Adding controls (or stress) to any system makes that system more brittle and more reactive to outside forces. Drive a system out of its normal operating range and it will oscillate, attempting to escape the stress (or controls) placed on it. It's why large buildings and bridges are difficult to build properly. They have "operating ranges" and have been known to oscillate. End (or end-to-end) controls on a system such as the Internet will make it a very brittle system. You think that the NE blackouts of this decade and the Blaster worm were bad? They were problems in "loose" systems.
It's mistrust of altruism because, somewhere down the line, I believe this "stamp" will shortly become an "income stream". Call me pessimistic but, sometime in the future, some bean counter will suggest that raising the rates to generate more income.
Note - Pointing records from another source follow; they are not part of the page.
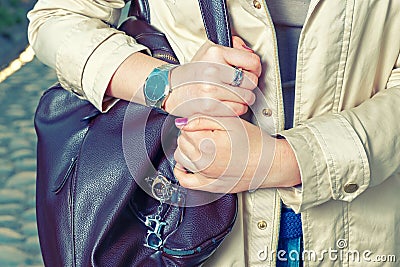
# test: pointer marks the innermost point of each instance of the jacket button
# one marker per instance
(350, 188)
(267, 112)
(262, 225)
(256, 4)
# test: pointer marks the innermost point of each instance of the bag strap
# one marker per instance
(213, 12)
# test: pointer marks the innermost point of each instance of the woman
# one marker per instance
(337, 166)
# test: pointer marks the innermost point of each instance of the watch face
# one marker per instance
(155, 88)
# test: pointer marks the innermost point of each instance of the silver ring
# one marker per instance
(238, 78)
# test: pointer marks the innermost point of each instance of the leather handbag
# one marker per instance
(93, 208)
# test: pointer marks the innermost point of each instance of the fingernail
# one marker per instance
(180, 122)
(248, 48)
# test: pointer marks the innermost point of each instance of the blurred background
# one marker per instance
(22, 81)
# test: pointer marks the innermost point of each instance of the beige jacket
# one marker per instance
(347, 110)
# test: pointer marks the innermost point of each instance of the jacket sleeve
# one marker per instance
(79, 40)
(351, 151)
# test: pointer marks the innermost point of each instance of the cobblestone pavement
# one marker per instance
(19, 95)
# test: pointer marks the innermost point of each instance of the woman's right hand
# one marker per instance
(204, 85)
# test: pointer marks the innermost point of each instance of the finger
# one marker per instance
(184, 161)
(226, 93)
(250, 80)
(202, 123)
(197, 181)
(187, 147)
(243, 59)
(194, 181)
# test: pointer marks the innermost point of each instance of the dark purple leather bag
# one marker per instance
(90, 209)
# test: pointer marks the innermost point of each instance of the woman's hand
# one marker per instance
(229, 155)
(204, 85)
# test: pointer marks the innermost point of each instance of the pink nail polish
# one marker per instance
(180, 122)
(248, 48)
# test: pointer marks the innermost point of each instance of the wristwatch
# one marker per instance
(157, 86)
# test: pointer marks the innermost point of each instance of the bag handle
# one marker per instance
(213, 12)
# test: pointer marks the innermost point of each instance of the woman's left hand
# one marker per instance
(230, 155)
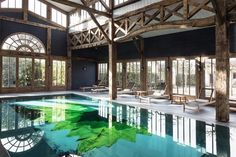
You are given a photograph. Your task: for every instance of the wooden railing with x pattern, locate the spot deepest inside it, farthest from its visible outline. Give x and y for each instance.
(167, 14)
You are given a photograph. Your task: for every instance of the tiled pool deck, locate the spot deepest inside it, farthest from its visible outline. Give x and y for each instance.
(207, 113)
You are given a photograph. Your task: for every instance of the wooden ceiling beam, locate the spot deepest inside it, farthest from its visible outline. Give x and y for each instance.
(182, 24)
(98, 24)
(83, 7)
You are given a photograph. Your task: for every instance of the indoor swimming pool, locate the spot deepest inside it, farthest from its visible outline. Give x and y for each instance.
(61, 125)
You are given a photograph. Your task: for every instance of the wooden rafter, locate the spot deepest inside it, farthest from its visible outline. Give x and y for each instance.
(98, 24)
(81, 6)
(167, 14)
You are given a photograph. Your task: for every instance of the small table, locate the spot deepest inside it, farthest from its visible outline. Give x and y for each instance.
(181, 99)
(140, 93)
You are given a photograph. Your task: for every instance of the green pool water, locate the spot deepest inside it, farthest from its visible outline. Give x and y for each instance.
(72, 125)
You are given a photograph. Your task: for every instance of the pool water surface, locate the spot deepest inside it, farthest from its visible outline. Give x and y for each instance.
(73, 125)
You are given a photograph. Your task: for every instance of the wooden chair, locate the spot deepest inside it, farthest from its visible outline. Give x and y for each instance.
(201, 100)
(156, 94)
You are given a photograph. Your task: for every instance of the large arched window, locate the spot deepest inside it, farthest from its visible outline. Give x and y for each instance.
(23, 42)
(19, 70)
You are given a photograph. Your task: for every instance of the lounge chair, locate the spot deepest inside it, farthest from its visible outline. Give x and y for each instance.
(100, 85)
(201, 100)
(103, 89)
(156, 94)
(129, 90)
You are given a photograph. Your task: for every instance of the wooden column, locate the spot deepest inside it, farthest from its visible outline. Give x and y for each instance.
(112, 56)
(69, 55)
(49, 61)
(222, 64)
(0, 81)
(112, 63)
(169, 76)
(199, 72)
(143, 72)
(124, 73)
(25, 9)
(223, 141)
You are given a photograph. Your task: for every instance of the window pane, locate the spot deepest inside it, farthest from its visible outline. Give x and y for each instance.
(39, 72)
(184, 76)
(25, 72)
(59, 73)
(23, 42)
(102, 74)
(133, 74)
(156, 75)
(8, 72)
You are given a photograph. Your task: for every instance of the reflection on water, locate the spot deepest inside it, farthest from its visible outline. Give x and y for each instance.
(63, 127)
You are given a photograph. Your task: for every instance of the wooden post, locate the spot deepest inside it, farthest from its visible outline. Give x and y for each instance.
(124, 71)
(112, 58)
(0, 80)
(143, 72)
(222, 64)
(25, 9)
(201, 134)
(49, 63)
(69, 55)
(222, 140)
(169, 76)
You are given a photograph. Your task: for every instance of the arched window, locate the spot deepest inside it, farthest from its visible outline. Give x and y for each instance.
(23, 42)
(21, 143)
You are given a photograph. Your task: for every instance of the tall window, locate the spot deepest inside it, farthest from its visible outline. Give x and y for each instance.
(210, 69)
(39, 72)
(8, 72)
(59, 73)
(133, 73)
(84, 15)
(118, 2)
(99, 6)
(102, 73)
(11, 4)
(184, 131)
(25, 72)
(38, 7)
(58, 17)
(30, 70)
(232, 85)
(156, 74)
(23, 42)
(74, 18)
(119, 77)
(184, 76)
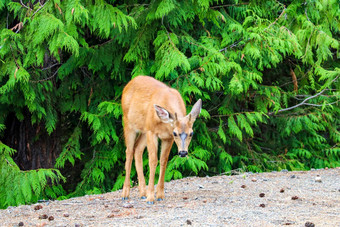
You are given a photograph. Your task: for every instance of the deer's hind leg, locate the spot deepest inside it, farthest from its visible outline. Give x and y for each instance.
(130, 137)
(139, 150)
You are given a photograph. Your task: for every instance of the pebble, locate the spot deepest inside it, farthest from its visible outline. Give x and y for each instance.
(318, 179)
(127, 205)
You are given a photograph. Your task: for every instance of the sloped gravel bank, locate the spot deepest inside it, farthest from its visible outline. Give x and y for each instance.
(309, 198)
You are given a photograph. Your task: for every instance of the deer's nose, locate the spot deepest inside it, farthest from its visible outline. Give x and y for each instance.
(182, 153)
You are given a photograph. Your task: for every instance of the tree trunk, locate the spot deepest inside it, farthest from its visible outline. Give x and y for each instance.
(35, 147)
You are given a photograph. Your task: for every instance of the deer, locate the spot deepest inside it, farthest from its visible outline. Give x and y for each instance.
(151, 111)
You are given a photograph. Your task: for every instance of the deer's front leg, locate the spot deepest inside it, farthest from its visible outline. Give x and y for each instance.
(166, 148)
(130, 136)
(152, 145)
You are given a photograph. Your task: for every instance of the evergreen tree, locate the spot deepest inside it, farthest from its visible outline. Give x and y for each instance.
(267, 72)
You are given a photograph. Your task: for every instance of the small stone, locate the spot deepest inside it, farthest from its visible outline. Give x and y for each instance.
(309, 224)
(44, 216)
(128, 205)
(318, 179)
(38, 207)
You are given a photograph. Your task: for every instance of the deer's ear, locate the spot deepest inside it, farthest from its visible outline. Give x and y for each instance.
(163, 114)
(195, 111)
Greed has killed more technologies than poor design ever has (yeah, I owned a Betamax).
There's other factors involved. Mostly "life" (i.e., the people that use and run the Internet).
People will never cease arguing. The "pursuit of happiness" involves most of the same motivations that cause people to commit crimes. Profit, power, ideology and emotional satisfaction are the reasons that people commit crimes. It's also the purposes under which business operate. We, as a society, live to argue. Politics, religion, sports, the opposite sex, business, finance, last nights tv show, and so on are all motivations for conflict on a daily basis. That society operates under this load without tearing itself apart should be considered an amazing feat, on a daily basis.
The Internet is no different. We will soon be (or already are) bickering over:
- charging for email
- who "owns" DNS
- IP assignments (I have approx. 4 billion IPv6 addresses assigned to my house) (the assignment is discretionary and, sometime in the future, someone will decide that that's too many and take them back) (I won't be happy.)
- how to protect other people's children (mine's grown and isn't interested, thank you)
- what constitutes digital privacy
- what amounts to digital "fair use"
- and many, many more issues.
Some of the reaons for these arguements are more subtle than others but the justification(s) are nothing new.
The number of arguments will continue to grow in number and volume, each participant justifying/rationalizing their own quest for power or money. Don't think so? There's some today that have declared that the Internet is broken and should be torn down and rebuilt. The only reason to do so is because those people are not "on top". In other words, it's a control issue.
The Internet is not "broke". It's just about the best system that you're going to end up with, no matter how many times you rebuild it. Tighter controls may solve a few short-term issues but will cause problems in the long run. Adding a financial control to fight one problem (spam) will cause another problem to surface elsewhere (fraud?).
In other words, I don't think charging for whitelist membership is a good idea.